23 Rejoice ye in that day, and leap for joy: for, behold, your reward is great in heaven: for in the like manner did their fathers unto the prophets.
1901 ASV Translation:
22 Blessed are ye, when men shall hate you, and when they shall separate you from their company, and reproach you, and cast out your name as evil, for the Son of man's sake.
23 Rejoice in that day, and leap for joy: for behold, your reward is great in heaven; for in the same manner did their fathers unto the prophets.
I. Being Rejected by Men For the Sake of the Son of Man.
A. They shall "hate" you. This is an attack upon the "spirit" of man where the issue of "value" (love/hate) is most prominent. It is no small thing.
B. They shall "isolate" you. This is an attack upon the "soul" of man where the issue of relational harmony is most prominent. It is a significant challenge to faith.
C. They shall "reproach" you. This word is used whenever a person criticizes another for a "fault". It carries an automatic assumption that the "failure" should not have taken place and is worthy of, minimally, verbal criticism. This is the "justification" for their treatment of those they "hate" and "reject". It is a return to the assault upon the spirit.

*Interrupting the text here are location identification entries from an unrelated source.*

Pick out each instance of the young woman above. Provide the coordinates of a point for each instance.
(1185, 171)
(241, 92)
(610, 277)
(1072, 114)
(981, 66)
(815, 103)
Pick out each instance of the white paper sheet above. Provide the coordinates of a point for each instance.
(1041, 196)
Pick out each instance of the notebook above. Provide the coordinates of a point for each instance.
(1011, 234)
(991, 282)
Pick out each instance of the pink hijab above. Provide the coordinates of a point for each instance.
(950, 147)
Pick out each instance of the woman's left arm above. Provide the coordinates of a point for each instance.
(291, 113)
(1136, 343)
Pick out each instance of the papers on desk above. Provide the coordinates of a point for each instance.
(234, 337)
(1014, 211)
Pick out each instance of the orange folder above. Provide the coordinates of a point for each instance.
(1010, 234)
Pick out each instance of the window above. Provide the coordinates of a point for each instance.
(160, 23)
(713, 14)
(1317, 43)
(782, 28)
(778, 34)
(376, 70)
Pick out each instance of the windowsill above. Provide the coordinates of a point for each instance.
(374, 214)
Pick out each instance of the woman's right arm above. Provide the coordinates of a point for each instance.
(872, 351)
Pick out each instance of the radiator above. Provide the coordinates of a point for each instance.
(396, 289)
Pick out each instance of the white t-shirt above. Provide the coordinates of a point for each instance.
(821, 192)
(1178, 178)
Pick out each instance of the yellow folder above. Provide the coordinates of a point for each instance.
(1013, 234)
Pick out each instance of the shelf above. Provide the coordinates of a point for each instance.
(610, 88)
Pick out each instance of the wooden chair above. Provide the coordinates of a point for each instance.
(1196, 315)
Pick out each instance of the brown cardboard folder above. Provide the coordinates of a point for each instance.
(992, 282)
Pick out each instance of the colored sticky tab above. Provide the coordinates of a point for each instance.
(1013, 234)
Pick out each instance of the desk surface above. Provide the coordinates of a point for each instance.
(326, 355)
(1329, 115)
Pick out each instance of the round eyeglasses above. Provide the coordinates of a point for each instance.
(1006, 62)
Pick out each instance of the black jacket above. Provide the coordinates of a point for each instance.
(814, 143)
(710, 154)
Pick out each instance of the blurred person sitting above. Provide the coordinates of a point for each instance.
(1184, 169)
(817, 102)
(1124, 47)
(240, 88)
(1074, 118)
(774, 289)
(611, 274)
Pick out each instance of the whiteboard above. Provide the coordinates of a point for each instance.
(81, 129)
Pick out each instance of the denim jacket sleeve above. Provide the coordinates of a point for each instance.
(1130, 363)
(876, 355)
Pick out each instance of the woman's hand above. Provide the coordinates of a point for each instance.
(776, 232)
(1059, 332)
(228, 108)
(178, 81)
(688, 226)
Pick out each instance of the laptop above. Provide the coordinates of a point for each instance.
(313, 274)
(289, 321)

D. They shall "cast out your name as evil." This is the final assault: identifying one as an "evil" person. Interestingly, there is no mention in this four-fold list of anything of a physically abusive nature. Apparently Jesus/Luke determined to focus only upon the issues that affect the mind and emotions. These are not small or impotent areas. There is a built-in sense of inequity in man -- especially when it affects him/her. When others exercise this inequity in an egregious manner, the wound goes very deep because it goes to the core of how we deal with what others think of us. As amazing as it is, what others think of us is a profoundly potent matter. Jesus taught the use of it as the "final" step in church discipline; Paul also insisted upon it as the act of last resort when resolution of conflict is rejected. If we sort out what is chaff and what is grain, even the original "Sin" had its roots in the lust for a "greater regard".
E. Three of the four actions (hate, reproach, and malign) are directly associated with "spirit" issues -- actions that target the values men hold because they are creatures of spirit. It may be that the fourth (isolation) is also of this group in that the issue may not be so much the need of the soul for security as it is the need of the spirit for approval: isolation is a statement of one's "unworthiness" to associate with "us". By themselves, none of these things means much until we understand just how potent is the issue of the spirit's need for relational acceptance on the basis of equity.
II. The Consequential Blessing of God: Your Reward is Great in Heaven.